The FTSE 100 rose 1.18 per cent in morning trading after two days of massive losses.
At 8:57 GMT the index stood at 3,553.60 a rise of 41.51 but traders are keenly aware of a repeat of yesterday morning's dead cat bounce.
However, there is a hope the FTSE will not sink below 3,500 and spark further sell-offs.
Miners pushed forward the gains this morning, with Xstrata up 7.29 per cent, Rio Tinto gaining 6.67 per cent, Antofagasta climbing 5.66 per cent and Anglo American rising 5.45 per cent.
Standard Chartered rose 7.30 per cent still benefiting from yesterday's announcement of profit gains.
FSA Insurance was down 1.83 per cent, Rexam fell 1.63 per cent and retailer Kingfisher lost 1.45 per cent.

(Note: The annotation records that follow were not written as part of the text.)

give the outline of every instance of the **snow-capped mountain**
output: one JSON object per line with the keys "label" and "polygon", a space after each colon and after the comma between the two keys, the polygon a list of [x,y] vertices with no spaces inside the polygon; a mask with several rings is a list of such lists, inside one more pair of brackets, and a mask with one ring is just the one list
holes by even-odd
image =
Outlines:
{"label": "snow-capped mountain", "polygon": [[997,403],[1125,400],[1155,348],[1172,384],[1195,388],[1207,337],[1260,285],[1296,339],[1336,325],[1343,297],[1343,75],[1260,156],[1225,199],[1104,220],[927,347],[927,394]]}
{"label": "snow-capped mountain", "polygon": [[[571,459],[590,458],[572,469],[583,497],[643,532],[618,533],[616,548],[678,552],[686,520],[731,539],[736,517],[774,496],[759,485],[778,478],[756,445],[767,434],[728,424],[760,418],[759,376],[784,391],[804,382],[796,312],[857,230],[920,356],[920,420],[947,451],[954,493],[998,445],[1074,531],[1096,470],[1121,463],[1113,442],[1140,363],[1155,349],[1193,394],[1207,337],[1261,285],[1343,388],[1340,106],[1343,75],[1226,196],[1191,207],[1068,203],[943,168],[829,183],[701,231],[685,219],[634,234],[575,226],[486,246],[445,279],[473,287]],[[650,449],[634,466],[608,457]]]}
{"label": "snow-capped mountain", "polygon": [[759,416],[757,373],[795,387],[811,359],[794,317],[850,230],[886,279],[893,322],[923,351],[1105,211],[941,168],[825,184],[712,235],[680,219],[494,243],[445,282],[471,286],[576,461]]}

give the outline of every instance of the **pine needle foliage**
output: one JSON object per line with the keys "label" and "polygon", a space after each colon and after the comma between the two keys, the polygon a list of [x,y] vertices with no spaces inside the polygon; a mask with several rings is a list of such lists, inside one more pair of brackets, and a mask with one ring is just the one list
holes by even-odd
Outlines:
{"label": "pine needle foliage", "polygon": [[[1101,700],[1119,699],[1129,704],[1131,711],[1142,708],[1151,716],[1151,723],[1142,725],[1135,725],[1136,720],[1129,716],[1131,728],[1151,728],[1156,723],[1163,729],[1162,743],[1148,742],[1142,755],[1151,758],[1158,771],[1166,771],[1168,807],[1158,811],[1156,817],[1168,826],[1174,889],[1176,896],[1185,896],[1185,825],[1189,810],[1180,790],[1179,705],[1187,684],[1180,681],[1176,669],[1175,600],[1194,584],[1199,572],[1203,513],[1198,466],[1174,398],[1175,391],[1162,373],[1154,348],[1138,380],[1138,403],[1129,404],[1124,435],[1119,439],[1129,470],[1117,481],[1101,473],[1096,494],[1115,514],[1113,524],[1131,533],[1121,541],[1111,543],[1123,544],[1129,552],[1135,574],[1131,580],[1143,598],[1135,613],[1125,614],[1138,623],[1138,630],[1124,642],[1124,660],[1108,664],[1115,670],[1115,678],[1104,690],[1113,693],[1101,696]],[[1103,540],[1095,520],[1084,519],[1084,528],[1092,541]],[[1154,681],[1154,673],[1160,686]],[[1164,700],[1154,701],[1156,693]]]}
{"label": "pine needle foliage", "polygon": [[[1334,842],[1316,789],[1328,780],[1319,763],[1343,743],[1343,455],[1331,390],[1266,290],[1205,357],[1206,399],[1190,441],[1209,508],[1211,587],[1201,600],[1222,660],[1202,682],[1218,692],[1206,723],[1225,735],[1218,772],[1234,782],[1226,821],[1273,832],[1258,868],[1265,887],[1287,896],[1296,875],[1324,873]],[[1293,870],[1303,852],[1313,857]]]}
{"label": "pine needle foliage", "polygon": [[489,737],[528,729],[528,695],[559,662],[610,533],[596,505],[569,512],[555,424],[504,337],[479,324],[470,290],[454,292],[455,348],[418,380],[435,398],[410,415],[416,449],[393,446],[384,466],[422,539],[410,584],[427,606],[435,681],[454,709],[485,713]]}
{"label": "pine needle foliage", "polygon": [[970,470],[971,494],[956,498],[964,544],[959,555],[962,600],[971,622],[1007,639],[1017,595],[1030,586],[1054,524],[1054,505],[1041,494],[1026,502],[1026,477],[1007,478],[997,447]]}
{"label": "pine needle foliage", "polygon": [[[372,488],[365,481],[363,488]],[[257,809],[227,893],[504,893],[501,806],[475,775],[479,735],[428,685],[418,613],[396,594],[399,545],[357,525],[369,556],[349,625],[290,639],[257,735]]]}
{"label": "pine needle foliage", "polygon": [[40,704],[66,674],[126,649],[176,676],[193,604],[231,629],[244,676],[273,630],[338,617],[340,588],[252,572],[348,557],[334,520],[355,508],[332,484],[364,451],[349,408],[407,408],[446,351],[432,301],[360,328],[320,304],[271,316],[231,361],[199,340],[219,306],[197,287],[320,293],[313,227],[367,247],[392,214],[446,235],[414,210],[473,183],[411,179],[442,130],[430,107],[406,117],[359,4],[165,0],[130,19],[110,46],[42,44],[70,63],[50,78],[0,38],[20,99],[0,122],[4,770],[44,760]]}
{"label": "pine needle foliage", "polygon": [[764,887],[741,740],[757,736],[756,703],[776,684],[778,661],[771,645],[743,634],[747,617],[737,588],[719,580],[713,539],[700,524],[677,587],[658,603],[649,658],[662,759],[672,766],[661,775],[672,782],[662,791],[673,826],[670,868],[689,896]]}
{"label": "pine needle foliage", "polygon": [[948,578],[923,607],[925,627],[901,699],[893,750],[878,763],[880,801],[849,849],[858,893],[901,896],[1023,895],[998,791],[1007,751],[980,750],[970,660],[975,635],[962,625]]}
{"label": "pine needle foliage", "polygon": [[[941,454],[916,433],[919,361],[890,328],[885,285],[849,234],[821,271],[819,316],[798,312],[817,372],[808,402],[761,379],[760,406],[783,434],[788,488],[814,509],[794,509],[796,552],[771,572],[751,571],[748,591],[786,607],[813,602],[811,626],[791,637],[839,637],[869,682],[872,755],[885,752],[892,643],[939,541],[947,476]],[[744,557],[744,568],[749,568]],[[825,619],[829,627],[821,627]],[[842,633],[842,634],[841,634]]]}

Optimism came to London, despite the Dow Jones closing last night down 0.55 per cent.
In Europe this morning both the Dax and Cac40 saw gains of over one per cent.
All eyes in London are now on the Bank of England and its interest rates and possible quantitative easing decision tomorrow.
Joshua Raymond, market strategist at City Index, said: "The FTSE opened higher this morning but traders are unconvinced as to whether we can hold onto these gains.
"Nothing has fundamentally changed over the last 24 hours. The same people who sold their holdings last week are not buying new ones this week, yet."
He added investors are using each rally to sell positions rather than take up new ones.
"Traders will watch US ADP employment change figures this afternoon but we are already starting to see the market look ahead towards tomorrow's important BoE decision," Mr Raymond concluded.